There is a minimal amount of cleaning to be done, by virtue of the size of each unit. Pushy real estate agents and their one-year contracts don’t need to be dealt with. All the furniture is there. Simply pay and start living.
This was probably an acoustic requirements considering the traffic on Parramatta Road (bring on electric vehicles, trains, and bike paths please). Regardless of the motivation, the room was a very comfortable temperature even though it was cold outside. Unfortunately, despite the double-glazing and acoustic sealing around the windows and doors, the door didn’t quite close properly. A gap between the seals meant it was still noisy at night. I understand this will be fixed after the trial.
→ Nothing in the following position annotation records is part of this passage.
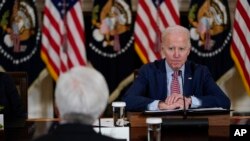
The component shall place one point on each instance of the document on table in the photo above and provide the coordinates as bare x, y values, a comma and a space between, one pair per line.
217, 109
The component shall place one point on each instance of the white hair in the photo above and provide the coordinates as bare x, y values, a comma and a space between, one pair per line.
176, 29
81, 91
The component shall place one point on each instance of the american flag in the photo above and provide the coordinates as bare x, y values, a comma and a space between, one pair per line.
153, 16
63, 39
240, 49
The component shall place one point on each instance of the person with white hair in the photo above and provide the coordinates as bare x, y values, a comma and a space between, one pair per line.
81, 96
173, 82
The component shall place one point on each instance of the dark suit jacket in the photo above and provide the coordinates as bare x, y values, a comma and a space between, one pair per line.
151, 84
75, 132
10, 99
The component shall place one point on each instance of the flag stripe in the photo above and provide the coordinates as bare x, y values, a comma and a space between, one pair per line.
240, 49
151, 20
63, 40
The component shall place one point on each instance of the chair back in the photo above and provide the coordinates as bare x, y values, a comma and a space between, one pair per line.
21, 82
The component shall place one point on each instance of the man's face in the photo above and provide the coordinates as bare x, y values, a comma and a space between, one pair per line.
176, 50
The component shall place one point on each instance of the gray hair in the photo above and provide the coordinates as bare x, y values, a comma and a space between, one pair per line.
176, 29
81, 95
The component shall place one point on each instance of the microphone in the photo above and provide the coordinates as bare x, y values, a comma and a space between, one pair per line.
184, 101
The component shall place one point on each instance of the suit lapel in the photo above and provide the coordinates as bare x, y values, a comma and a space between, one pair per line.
163, 78
188, 80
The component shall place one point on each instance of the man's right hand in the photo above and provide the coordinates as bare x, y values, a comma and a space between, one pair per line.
164, 106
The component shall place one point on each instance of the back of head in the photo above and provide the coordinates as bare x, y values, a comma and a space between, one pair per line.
81, 94
176, 29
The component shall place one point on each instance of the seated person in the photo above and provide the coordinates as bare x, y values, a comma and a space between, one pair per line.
81, 96
10, 100
156, 87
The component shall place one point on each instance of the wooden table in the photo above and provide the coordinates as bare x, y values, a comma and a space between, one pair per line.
218, 126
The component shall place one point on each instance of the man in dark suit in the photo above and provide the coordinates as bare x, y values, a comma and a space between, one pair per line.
10, 100
81, 96
156, 87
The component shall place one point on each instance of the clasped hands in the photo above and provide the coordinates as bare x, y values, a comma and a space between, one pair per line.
175, 101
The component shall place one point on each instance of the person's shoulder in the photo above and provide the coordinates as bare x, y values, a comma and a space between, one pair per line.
107, 138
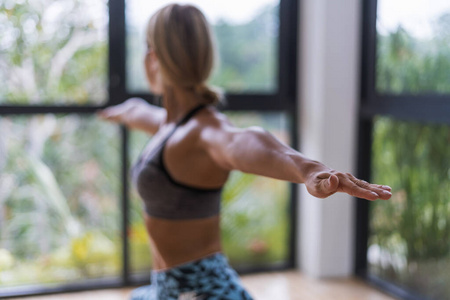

Communal spaces, including co-working space
The central courtyard has been modelled on a European town square, where locals have frequent random contact due to its central location and ease of access. Each resident also has access to a Sydney CBD co-working space. The $500-plus a week rent starts to look very inviting for those seeking flexibility in where they work, and for freelancers combining work with travel.
A focus on sustainability
There’s a worm farm, and vegetable and herb gardens. The units are oriented north-south, with the dominant façade facing north. There is no air-conditioning or heating, or need for it either, as each dwelling has a wall-mounted fan and cross ventilation. Having said this, I would like to see the added introduction of security screens on the doors to allow cross ventilation on summer nights. I also appreciated the thick curtains which helped to trap cold/hot air near the window, and acted as an added barrier to temperature fluctuations.
There are also the obligatory communal bike racks, and less duplication in amenities thanks to the communal set up, such as the kitchen with oven and freezer.
How does it work?
Co-living is a sub-market of the build-to-rent sector, and at UKO Stanmore, the sizes of the rooms range from 24 to 30 square metres. UKO by Alex Thorpe and Rhys Williams is opening in Stanmore, Paddington and Newtown, and has a co-working space already in operation in the Sydney CBD. In London there’s The Collective and WeLive by WeWork has opened in the US. Other global operators include Nomad House and Roam.
Rebecca Dracup is a Sustainability Project Engineer at Wood and Grieve Engineers and a winner of Engineers Australia Young Environmental Engineer of the Year.
Disclaimer: Rebecca was invited to spend a trial evening at UKO Stanmore but was not requested to write an article or paid to do so.